En ese momento sonó el teléfono. Birgitta se acercó a la ventanilla y aguardó hasta que la telefonista hubo pasado la llamada.
– Hola, buscaba a Vivi Sundberg.
– Está reunida.
– ¿Y Erik Huddén?
– También.
– ¿Están todos reunidos?
– Todos. Menos yo. Si es muy importante, puedo hacerles llegar el recado, pero tendrás que esperar un buen rato.
Birgitta Roslin reflexionó durante un instante. Claro que lo que tenía que decirles era importante, tal vez incluso decisivo.
– ¿Cuánto durará la reunión?
– Eso nunca se sabe. Con todo lo que ha sucedido, las reuniones duran a veces todo el día.
La recepcionista le dio paso al policía que estaba leyendo el tablón de anuncios.
– Creo que se ha producido alguna novedad -dijo en voz muy baja-. Los investigadores llegaron esta mañana a las cinco. Y el fiscal también.
– ¿Qué ha pasado?
– No lo sé, pero sospecho que tendrás que esperar un buen rato.
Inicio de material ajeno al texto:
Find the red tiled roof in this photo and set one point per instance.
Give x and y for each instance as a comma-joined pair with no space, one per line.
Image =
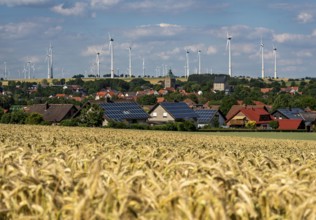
266,90
258,103
254,114
289,124
160,99
236,108
240,102
60,95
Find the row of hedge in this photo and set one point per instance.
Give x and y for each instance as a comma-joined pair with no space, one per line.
170,126
20,117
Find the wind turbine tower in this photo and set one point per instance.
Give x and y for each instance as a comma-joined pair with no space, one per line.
50,62
262,60
187,66
130,61
5,70
98,64
143,67
112,55
229,38
275,54
199,56
29,69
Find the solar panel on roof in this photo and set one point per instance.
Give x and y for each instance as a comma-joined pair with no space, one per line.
124,110
293,113
179,110
205,116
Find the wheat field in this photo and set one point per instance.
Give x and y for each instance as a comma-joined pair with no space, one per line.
90,173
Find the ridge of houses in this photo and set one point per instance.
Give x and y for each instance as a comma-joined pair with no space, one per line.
164,112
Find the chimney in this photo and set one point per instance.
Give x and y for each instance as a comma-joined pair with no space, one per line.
46,106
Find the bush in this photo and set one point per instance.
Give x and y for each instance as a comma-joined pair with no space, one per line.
251,125
274,124
18,117
171,126
34,119
6,118
69,122
189,126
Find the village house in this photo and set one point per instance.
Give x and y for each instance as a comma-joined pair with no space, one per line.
171,111
211,118
129,112
260,116
53,113
288,113
220,83
291,124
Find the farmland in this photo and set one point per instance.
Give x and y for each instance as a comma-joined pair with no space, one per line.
87,173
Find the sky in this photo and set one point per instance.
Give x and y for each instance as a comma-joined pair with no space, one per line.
159,32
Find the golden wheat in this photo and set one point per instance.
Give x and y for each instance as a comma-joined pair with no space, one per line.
87,173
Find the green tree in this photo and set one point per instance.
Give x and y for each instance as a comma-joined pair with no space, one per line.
226,104
274,124
34,119
250,124
6,118
91,116
282,101
147,100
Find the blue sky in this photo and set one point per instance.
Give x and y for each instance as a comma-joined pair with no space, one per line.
159,32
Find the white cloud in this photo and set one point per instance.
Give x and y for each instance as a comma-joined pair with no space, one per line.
93,49
166,5
103,3
161,29
77,9
17,30
238,49
12,3
211,50
304,53
32,59
281,38
53,30
305,17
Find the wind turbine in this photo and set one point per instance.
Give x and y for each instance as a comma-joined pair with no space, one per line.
130,61
275,55
97,62
199,56
187,64
49,59
29,68
143,67
5,70
262,59
229,38
112,55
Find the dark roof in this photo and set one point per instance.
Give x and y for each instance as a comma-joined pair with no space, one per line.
290,113
308,116
120,111
179,110
290,124
205,116
220,79
236,108
53,112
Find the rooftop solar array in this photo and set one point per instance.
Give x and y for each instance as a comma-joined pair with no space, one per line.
179,110
124,111
205,115
293,113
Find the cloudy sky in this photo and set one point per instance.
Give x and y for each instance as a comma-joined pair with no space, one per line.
159,32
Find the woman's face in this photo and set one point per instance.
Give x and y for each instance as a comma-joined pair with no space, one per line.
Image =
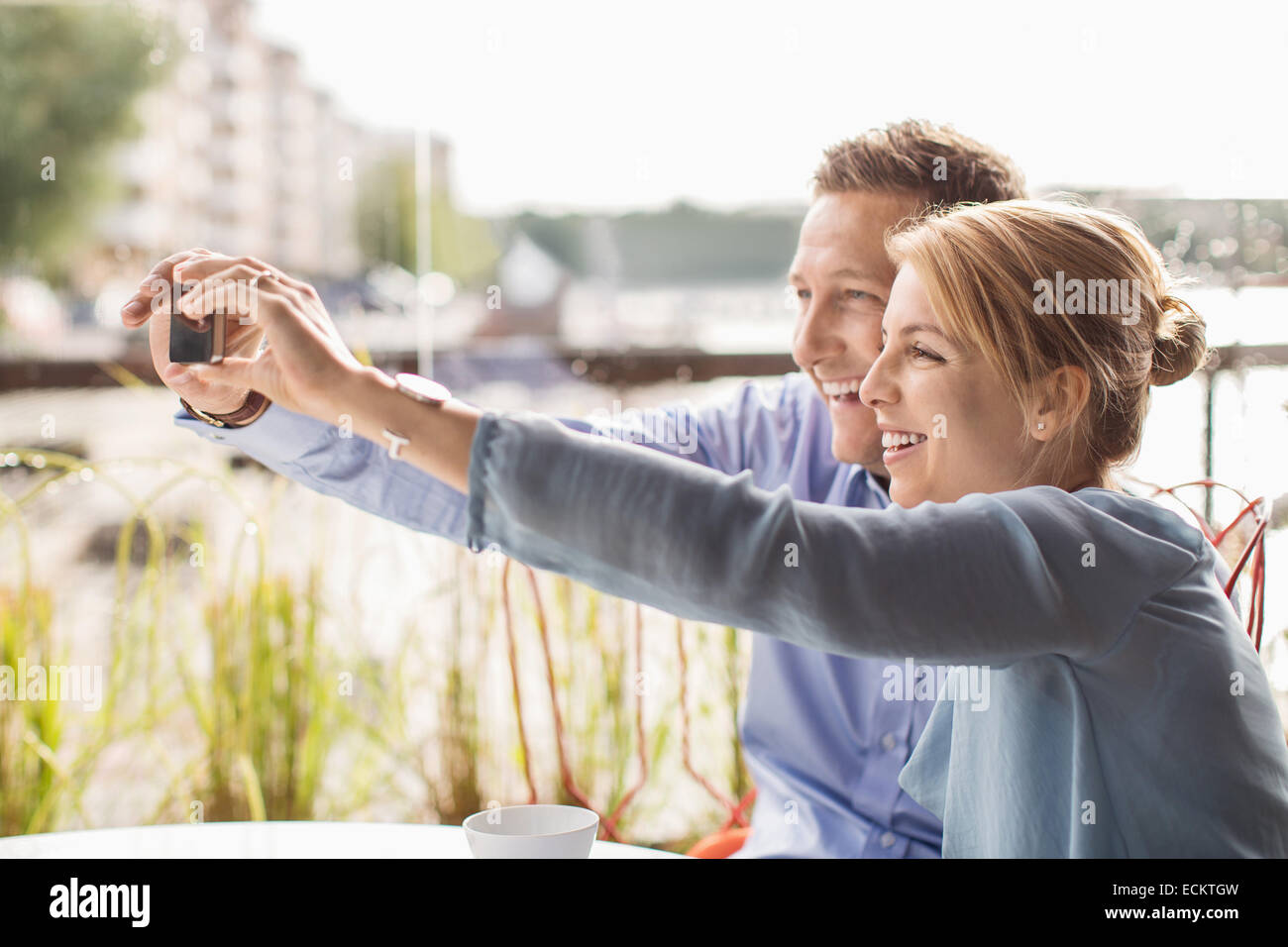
949,427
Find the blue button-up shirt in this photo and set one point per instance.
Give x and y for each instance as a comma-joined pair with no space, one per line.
823,744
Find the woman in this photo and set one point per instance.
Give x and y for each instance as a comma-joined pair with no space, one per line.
1127,712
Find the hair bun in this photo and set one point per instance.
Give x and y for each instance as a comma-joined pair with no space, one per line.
1180,343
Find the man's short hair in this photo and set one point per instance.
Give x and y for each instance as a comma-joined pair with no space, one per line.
921,158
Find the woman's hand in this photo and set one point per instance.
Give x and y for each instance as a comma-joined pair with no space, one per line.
304,365
151,304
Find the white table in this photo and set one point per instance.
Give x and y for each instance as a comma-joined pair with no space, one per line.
270,840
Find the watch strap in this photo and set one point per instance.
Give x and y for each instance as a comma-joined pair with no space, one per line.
254,406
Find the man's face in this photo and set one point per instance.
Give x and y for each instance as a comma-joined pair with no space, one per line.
842,279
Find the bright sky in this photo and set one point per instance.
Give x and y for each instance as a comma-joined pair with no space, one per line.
608,105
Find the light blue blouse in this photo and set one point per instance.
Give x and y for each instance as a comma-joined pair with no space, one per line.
1113,703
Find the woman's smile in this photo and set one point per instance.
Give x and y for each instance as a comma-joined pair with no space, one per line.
900,445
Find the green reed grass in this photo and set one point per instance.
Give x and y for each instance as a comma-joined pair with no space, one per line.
224,684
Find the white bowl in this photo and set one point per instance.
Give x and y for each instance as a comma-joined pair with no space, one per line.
532,831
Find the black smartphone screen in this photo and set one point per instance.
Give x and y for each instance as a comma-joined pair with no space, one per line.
187,342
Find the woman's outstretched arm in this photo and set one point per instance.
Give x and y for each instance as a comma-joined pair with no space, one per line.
986,579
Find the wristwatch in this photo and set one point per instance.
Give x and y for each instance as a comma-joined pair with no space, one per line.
417,388
256,405
420,388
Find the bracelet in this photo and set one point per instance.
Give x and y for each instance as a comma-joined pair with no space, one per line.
256,405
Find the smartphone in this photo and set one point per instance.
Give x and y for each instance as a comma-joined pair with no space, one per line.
189,343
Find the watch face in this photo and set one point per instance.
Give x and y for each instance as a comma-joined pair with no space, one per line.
421,388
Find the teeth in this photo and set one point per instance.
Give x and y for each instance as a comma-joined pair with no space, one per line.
835,388
890,438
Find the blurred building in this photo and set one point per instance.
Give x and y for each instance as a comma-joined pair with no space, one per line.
239,154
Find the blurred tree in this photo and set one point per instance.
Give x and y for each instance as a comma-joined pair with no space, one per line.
67,77
462,245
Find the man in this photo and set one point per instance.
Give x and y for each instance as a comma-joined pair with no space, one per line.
823,745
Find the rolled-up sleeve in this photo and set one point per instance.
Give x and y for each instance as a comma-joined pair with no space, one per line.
987,579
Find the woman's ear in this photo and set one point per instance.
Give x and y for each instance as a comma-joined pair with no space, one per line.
1063,397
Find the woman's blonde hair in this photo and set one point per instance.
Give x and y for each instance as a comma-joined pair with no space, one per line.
1038,285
Eso sí, recuerda que yo no te he dicho nada…
– No, claro.
Birgitta Roslin se sentó a hojear un periódico. De vez en cuando, un policía salía o entraba cruzando la puerta de cristal. Empezaron a aparecer periodistas y cámaras de televisión. Sólo faltaba que también llegase Lars Emanuelsson.
Dieron las nueve y cuarto y Birgitta Roslin cerró los ojos y apoyó la cabeza en la pared. Al oír una voz conocida dio un respingo. Era Vivi Sundberg. Parecía muy cansada y tenía los ojos marcados por profundas ojeras.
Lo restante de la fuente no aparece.